If you follow the guidelines set out in the Advanced Hiring System, you already know everything there is to know about how to hire a salesperson. If you find that you’re still experiencing a high level of turnover, there could be a problem in the way you handle your employees after the sales hiring process is finished.
After the hire, do you A) show the new employee her cubicle, give her dozens of forms to fill out, and get her started on her first assignment, or B) take a little time to introduce her around, show her the lunch room, tell her about your company volleyball team, and familiarize her with the values and practices shared by all employees of the company?

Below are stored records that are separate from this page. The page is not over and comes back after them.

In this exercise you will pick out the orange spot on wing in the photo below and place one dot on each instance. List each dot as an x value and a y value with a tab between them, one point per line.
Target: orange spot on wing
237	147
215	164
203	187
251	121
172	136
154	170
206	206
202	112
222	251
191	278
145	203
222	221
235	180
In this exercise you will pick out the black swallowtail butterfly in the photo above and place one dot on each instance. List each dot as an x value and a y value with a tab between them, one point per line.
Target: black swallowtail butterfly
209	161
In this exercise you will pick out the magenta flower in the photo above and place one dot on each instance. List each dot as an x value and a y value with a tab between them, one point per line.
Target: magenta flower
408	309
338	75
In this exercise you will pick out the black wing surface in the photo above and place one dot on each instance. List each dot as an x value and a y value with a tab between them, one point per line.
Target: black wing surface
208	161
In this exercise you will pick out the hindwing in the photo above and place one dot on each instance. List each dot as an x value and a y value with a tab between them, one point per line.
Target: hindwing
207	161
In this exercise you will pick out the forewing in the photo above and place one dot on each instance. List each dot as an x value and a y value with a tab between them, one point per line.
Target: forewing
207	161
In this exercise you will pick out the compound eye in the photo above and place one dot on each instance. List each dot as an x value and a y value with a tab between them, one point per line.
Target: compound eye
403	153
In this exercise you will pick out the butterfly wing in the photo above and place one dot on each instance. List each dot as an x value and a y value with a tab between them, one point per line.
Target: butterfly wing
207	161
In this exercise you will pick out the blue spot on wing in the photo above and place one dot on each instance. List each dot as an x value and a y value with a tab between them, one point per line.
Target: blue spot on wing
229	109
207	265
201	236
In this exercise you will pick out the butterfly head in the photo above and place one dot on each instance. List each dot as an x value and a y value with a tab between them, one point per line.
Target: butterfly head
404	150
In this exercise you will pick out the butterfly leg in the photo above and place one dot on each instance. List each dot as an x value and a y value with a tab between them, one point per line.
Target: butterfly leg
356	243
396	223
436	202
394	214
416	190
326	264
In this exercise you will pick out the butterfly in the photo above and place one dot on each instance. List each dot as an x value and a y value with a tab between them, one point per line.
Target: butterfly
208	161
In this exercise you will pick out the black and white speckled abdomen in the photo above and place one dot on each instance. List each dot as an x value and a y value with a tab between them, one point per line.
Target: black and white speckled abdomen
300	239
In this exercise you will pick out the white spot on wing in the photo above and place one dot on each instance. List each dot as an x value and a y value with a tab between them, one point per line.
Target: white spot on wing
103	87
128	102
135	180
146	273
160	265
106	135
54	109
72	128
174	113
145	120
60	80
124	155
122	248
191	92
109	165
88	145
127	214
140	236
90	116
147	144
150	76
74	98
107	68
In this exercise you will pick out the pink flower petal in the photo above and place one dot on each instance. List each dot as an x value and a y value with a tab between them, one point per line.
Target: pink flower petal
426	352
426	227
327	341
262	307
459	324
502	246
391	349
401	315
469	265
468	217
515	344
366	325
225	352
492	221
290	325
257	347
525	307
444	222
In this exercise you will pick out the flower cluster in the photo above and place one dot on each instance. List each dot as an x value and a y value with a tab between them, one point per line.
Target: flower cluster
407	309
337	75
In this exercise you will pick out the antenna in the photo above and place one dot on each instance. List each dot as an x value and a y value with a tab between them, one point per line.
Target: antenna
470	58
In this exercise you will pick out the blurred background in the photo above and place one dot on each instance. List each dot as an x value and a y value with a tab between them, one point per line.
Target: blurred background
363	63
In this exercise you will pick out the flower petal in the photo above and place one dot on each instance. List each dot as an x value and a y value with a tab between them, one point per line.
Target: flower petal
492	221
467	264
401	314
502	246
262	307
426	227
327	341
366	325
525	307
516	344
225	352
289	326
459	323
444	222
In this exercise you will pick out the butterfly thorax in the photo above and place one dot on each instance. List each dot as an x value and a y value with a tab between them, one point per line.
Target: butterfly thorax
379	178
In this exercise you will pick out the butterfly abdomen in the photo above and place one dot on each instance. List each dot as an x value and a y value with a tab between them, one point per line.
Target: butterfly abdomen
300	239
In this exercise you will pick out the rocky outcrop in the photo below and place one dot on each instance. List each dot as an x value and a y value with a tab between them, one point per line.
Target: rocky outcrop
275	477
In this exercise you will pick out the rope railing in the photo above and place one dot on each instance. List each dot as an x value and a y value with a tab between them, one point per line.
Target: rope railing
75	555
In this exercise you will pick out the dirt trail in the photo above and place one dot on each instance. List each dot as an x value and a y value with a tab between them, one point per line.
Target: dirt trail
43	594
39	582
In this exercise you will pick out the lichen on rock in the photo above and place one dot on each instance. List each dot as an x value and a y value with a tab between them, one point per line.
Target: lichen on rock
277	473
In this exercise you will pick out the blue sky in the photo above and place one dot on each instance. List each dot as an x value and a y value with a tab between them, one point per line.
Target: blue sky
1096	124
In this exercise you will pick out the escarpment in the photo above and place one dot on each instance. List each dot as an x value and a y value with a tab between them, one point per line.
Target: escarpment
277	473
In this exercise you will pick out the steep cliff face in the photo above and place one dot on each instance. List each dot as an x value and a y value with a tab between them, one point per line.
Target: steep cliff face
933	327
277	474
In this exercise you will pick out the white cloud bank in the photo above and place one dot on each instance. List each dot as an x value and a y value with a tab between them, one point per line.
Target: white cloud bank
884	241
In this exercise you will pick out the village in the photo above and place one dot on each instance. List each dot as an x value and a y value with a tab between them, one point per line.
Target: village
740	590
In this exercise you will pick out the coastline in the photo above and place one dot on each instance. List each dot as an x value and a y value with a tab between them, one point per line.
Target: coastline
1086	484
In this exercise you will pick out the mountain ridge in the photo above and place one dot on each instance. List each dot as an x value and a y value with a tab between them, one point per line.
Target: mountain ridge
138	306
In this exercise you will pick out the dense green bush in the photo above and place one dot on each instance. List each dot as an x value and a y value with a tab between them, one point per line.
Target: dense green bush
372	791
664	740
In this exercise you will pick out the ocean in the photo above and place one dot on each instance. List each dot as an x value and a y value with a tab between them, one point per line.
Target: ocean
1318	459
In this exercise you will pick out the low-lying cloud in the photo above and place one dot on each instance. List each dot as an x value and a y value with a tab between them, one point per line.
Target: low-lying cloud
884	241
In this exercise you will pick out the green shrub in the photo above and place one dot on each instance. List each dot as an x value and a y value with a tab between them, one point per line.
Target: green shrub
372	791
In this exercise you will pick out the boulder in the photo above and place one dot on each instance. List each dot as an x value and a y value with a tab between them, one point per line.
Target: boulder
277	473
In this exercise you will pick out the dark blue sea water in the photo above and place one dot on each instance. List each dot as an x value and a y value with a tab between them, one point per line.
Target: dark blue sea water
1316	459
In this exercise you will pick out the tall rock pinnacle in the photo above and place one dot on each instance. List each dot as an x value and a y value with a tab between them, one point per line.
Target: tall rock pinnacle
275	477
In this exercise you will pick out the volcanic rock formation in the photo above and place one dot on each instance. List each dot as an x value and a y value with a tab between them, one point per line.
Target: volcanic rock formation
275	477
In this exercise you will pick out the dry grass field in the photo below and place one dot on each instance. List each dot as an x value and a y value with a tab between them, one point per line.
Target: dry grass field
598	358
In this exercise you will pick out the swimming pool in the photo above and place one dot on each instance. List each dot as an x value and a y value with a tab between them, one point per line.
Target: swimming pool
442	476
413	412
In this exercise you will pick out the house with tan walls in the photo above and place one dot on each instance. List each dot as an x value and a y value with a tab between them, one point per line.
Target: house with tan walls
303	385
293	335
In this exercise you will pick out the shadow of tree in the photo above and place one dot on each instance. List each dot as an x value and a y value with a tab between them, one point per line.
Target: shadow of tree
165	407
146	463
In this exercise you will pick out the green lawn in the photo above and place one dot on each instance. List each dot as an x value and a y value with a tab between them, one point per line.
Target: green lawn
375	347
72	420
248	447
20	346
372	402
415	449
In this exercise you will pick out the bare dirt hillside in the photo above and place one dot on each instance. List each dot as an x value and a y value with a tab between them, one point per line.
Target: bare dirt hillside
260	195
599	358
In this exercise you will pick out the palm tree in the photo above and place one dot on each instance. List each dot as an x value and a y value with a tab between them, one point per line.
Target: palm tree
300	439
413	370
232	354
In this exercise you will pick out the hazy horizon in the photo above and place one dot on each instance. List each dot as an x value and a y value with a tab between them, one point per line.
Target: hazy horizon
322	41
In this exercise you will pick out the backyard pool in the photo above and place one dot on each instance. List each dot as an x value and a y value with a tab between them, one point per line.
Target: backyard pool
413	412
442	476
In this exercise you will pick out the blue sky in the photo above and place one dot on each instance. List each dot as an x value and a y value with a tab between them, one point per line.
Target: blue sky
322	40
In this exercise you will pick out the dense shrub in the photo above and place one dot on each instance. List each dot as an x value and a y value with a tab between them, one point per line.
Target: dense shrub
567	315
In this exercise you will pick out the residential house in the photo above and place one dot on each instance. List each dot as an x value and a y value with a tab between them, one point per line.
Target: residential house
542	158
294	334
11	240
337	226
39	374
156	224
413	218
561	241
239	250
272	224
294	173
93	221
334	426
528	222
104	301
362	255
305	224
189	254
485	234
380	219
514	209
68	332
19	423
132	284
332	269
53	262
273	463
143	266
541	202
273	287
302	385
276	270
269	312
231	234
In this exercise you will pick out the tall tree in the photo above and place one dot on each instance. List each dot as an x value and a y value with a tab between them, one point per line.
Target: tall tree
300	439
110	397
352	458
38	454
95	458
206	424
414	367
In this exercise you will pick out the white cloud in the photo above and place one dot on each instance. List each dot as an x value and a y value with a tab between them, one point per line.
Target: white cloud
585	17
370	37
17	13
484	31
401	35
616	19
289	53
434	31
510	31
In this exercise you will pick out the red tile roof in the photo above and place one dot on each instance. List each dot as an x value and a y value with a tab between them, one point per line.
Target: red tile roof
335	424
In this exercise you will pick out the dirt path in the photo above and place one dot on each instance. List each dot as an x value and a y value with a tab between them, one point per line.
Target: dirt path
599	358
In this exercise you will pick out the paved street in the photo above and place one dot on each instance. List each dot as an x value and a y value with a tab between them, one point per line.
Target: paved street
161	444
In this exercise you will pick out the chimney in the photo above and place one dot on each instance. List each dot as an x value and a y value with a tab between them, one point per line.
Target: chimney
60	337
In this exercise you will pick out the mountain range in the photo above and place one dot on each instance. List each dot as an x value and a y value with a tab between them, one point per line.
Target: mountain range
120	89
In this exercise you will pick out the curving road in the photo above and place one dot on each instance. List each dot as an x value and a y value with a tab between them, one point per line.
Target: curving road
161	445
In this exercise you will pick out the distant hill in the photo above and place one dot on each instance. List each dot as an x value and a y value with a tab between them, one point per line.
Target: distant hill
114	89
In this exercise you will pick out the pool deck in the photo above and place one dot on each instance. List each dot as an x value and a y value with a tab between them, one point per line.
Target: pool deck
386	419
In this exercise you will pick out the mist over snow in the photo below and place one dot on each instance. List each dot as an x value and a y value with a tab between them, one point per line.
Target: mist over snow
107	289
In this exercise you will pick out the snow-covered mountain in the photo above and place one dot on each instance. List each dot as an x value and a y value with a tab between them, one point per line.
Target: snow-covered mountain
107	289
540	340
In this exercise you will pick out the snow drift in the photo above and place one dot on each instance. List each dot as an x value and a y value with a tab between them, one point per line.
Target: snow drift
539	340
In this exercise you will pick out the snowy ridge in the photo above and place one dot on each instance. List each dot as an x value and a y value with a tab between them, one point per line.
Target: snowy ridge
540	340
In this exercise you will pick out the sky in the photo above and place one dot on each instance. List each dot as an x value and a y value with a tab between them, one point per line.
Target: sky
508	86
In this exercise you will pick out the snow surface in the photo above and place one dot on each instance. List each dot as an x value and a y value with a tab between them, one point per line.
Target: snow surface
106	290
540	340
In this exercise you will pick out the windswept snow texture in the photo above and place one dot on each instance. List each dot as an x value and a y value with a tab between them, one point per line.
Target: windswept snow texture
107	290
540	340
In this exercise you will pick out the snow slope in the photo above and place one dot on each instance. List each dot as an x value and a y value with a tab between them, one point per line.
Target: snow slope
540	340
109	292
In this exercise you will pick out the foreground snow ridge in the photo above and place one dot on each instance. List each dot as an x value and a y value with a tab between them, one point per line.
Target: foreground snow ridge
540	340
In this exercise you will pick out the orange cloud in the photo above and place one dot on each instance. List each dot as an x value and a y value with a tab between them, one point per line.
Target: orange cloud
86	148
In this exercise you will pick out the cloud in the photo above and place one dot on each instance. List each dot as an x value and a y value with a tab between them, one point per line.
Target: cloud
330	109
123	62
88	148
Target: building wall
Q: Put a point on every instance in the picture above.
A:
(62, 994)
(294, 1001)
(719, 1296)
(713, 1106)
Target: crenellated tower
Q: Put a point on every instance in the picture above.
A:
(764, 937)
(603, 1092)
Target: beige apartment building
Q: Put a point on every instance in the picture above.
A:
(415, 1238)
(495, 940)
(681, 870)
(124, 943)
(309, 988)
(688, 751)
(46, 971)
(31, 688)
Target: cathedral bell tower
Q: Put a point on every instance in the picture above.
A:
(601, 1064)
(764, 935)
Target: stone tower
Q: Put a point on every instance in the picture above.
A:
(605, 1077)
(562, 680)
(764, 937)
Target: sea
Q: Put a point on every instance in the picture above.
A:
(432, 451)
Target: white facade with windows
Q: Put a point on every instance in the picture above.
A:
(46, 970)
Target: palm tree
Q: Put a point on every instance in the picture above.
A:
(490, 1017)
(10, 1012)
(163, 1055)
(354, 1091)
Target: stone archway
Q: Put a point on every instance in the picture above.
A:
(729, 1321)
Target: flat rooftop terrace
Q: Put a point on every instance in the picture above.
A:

Hopefully, you chose what was behind curtain B. If you didn’t, that could be a big reason behind your turnover problem. What we’re talking about here is not just how to hire a salesperson, but how to retain her with new employee onboarding. Even though you’ve followed all the proper sales hiring steps, her success isn’t guaranteed. It’s also extremely important for new employees to be guided to adapt to the culture that uniquely defines your company.
Of course you’re going to set new employees up with their job responsibilities and what the expectations are, but there should also be a specific orientation process to educate new employees in how they fit in with the values and norms that shape your corporate community—your company culture. If you don’t have this type of an onboarding process, or if you have a process that is unfocused or inconsistent, your new hire will feel like a fish out of water, hopelessly flopping around and wondering how she got there.
Neglecting to integrate a new hire into your company culture can also have a negative effect within the company. After all, she’s not a blank canvas; she’s bound to have her own ideas and values as she enters your company. If you used the AHS assessments to identify her values and styles, she may fit right in without having to adapt too much. But if there is some basic difference, and you don’t attempt to show her how your culture is structured, her values may work in conflict with company values.
For example, if integrity is important in your company culture, but your new hire comes from an environment where management required them to do “whatever it takes” to make a sale, this employee will need a little educating as you mainstream her into your culture. If she doesn’t adopt your values, your customers, your other employees, and you will experience culture shock.
No matter how professional a company, it’s important to also be personal with new employees, even though person-to-person interactions may take a little time out of someone’s schedule. If no one makes the effort to welcome a new hire, she’ll get the idea that her presence with the company isn’t valued.
The upshot is, it takes satisfied employees to assure satisfied customers. By taking the time to properly onboard new employees, you’re enabling them not only to embrace your company culture and take ownership of the mission and vision of the company, you’re empowering them to realize the superstar status promised by the hiring process.